Growth: Would keep Everett Transit as a city-managed agency and would go to the voters seeking an increase in the sales tax of .3 percent above the current .6 percent, for a total 9 cents on a $10 purchase. The new revenue over the coming decade would allow increased frequency of bus services, expanded hours on mornings, evenings and weekends and limited additional service as jobs and population increase.

Growth through consolidation: Combining the transit agencies would mean an increase to 1.2 percent for the city’s sales tax for a total sales tax of 10.4 percent. With Community Transit taking over local routes, the additional revenue, within about two years, would bring increased frequency and routes, increased access and reduced walk time to bus stops and expanded hours for mornings, evenings and weekends.

The joint review will assess that third option. The city, Mayor Cassie Franklin told the council, continues its own separate assessment on Everett Transit costs and operations regarding consideration of the first two options.

Leaving Everett Transit at its current funding level, however, isn’t an option that’s going to get riders or the city where they need to go.

In recent years, Everett Transit has often operated at a deficit, with expenses outpacing revenue. This has been occurring against the city’s own larger structural budget deficit as it has struggled to find the revenue to provide services for a growing community.

At current funding levels, the city’s transit system isn’t meeting current needs and can’t hope to meet those needs in the future; the city remains poised to see an increase of 60 percent in population with related growth in jobs and commerce over the next 20 years.
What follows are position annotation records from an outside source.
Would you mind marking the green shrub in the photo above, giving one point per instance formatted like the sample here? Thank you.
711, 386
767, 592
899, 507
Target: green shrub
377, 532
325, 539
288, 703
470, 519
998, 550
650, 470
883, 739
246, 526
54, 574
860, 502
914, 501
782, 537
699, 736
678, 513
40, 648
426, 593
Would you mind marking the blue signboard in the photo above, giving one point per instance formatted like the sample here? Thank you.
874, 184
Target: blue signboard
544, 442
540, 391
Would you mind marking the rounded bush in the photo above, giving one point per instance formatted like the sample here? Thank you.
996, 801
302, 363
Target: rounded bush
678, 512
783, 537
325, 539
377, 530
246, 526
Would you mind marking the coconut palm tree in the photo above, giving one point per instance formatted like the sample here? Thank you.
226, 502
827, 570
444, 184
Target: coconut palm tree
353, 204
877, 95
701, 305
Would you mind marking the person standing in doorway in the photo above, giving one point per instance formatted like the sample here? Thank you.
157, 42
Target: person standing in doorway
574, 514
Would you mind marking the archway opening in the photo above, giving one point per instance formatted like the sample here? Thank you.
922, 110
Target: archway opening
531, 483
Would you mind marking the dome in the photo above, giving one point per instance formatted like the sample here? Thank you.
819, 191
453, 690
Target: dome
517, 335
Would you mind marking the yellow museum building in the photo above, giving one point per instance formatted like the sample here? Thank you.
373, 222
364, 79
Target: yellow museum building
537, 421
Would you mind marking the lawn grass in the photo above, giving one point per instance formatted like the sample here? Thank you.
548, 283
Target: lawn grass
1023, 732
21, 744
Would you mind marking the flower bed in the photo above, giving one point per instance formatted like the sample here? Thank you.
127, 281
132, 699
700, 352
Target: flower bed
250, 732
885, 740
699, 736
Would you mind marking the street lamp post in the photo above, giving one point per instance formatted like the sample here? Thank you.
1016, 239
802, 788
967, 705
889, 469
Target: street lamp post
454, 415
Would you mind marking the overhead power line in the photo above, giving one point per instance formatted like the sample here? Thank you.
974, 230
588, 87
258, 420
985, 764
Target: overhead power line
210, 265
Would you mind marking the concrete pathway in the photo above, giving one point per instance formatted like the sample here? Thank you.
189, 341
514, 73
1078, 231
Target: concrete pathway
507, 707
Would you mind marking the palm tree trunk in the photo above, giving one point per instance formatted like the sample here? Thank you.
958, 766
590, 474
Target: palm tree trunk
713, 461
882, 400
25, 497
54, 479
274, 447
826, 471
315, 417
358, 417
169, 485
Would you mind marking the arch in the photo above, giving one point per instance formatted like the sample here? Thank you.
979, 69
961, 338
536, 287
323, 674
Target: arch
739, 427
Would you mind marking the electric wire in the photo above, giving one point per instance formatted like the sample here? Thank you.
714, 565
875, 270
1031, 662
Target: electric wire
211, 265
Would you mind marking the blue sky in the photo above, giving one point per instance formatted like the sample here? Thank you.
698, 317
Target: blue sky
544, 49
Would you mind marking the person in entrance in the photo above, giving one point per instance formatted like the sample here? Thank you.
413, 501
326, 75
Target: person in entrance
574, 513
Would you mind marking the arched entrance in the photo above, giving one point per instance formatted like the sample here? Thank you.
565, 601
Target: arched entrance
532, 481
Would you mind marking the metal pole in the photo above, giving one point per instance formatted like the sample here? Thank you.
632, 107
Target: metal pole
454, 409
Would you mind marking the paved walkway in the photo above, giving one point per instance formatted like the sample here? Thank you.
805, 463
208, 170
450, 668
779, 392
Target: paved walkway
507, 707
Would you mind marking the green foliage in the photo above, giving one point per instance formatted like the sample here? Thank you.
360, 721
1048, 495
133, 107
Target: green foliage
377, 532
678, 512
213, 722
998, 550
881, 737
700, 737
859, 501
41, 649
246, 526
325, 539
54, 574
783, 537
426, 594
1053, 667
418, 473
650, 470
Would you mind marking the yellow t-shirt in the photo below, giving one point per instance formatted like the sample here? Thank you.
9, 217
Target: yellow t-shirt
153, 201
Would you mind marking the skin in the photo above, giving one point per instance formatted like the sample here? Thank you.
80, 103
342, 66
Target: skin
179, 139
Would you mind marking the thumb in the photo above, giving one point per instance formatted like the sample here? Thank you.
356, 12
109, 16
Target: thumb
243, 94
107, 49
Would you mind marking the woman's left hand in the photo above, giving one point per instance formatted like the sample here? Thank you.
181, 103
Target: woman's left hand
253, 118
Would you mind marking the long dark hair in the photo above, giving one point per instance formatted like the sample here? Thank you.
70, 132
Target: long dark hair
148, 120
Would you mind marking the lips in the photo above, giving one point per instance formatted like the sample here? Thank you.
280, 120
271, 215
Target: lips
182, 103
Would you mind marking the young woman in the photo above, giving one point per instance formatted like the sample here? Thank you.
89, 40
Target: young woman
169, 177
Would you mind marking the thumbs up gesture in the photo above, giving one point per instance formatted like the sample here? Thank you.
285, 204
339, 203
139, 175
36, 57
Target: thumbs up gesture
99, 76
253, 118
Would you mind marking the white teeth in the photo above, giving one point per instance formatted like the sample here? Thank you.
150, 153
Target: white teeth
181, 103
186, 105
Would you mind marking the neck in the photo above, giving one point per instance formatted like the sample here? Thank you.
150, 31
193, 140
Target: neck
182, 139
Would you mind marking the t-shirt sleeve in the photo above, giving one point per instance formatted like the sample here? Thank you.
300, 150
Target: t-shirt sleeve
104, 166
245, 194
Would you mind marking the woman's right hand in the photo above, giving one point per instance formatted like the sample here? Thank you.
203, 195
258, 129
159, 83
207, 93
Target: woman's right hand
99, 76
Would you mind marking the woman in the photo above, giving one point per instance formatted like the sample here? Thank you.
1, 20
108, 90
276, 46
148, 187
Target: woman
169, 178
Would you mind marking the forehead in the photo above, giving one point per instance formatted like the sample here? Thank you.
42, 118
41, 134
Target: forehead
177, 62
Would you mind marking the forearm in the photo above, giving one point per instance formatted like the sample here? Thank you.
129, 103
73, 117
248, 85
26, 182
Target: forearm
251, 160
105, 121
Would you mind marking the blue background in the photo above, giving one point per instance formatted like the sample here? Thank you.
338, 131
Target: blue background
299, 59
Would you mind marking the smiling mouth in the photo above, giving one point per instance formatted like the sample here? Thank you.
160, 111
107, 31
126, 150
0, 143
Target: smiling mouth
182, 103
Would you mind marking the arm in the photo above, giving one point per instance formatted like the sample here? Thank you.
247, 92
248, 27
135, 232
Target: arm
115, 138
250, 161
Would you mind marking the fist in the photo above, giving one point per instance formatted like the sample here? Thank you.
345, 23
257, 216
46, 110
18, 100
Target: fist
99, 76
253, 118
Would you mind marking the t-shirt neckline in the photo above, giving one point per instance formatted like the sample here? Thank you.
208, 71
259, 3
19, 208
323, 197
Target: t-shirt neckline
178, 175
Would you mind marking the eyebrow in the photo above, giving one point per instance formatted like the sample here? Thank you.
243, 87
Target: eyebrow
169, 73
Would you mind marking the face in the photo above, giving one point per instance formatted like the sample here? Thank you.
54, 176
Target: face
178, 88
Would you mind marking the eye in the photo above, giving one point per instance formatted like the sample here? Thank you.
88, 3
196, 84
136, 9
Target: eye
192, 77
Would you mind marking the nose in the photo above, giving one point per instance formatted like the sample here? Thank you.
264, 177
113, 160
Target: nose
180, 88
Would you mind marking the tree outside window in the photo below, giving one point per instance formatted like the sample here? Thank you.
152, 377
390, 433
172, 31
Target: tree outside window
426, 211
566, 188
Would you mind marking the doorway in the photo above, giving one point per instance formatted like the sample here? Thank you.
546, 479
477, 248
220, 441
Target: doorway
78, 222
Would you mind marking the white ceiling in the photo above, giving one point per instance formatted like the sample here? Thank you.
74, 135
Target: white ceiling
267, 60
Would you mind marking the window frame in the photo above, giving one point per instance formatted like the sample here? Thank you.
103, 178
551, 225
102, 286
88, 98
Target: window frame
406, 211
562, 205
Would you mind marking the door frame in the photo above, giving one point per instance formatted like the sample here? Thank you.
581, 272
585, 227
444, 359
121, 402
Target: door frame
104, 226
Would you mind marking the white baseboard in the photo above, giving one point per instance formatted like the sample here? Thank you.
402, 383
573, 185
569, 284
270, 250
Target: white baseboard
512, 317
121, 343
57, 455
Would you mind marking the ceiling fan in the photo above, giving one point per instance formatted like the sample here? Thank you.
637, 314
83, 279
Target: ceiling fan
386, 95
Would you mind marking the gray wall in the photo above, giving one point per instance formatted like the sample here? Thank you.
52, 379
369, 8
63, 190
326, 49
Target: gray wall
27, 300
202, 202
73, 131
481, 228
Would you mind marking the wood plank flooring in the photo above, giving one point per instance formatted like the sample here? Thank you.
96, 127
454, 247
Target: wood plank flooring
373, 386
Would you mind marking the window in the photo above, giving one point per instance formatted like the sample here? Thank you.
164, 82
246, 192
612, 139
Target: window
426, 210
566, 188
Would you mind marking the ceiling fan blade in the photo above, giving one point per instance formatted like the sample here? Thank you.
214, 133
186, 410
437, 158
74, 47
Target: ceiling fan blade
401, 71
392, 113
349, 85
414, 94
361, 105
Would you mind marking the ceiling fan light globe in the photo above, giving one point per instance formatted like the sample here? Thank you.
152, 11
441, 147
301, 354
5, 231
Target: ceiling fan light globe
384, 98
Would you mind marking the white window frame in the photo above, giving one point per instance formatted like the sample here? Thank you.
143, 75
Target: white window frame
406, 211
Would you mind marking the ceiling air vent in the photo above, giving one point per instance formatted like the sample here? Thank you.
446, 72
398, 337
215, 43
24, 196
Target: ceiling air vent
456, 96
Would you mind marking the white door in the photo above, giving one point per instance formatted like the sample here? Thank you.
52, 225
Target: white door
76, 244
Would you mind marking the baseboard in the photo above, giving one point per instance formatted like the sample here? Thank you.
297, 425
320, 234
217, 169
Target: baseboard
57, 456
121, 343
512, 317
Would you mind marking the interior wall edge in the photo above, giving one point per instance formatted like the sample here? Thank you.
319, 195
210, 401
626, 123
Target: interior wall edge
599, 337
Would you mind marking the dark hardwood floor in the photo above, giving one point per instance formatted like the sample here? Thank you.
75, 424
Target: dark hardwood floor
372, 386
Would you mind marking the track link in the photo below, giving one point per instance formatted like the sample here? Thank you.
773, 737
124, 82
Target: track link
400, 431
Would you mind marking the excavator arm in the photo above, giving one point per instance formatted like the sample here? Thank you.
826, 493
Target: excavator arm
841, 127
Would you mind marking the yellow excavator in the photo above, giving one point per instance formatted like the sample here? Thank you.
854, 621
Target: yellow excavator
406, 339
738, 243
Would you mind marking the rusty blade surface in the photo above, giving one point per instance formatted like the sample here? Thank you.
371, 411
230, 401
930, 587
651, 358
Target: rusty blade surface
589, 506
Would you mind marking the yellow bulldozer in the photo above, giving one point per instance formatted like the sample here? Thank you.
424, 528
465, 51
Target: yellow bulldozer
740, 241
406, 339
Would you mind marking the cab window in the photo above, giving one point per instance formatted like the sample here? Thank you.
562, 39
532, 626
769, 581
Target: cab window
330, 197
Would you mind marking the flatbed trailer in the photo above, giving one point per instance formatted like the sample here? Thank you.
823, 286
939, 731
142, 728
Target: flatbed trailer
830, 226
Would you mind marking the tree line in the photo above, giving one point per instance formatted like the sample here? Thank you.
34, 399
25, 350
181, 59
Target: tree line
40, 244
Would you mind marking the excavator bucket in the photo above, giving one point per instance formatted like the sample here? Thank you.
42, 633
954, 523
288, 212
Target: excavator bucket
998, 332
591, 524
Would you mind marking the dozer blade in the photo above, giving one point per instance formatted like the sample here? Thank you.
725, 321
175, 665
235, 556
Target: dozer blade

At the same time, although still more than a decade away, transit service in Everett will have to prepare for the arrival of Sound Transit’s Link light rail service at several stations, including Paine Field and Everett Station.

“If we have any hope of achieving our growth targets without spoiling the quality of life in our community we simply must fund public transportation to a higher level,” Stonecipher said Wednesday evening. “There is a growing need to address transportation issues in our neighborhoods and in our community and part of that solution could be more public transportation so we can get more cars off the roads. We’re simply providing a level of service that does not entice anyone to take it unless they have no other option.”

As lengthy a process as “rethinking transit” in Everett already has been, the city, with the cooperation of Community Transit, now needs to make the most of the next 18 to 24 months to gather information and assess needs, costs and options.

Everett residents, whether they count themselves as transit users or not, need to be on board for those conversations.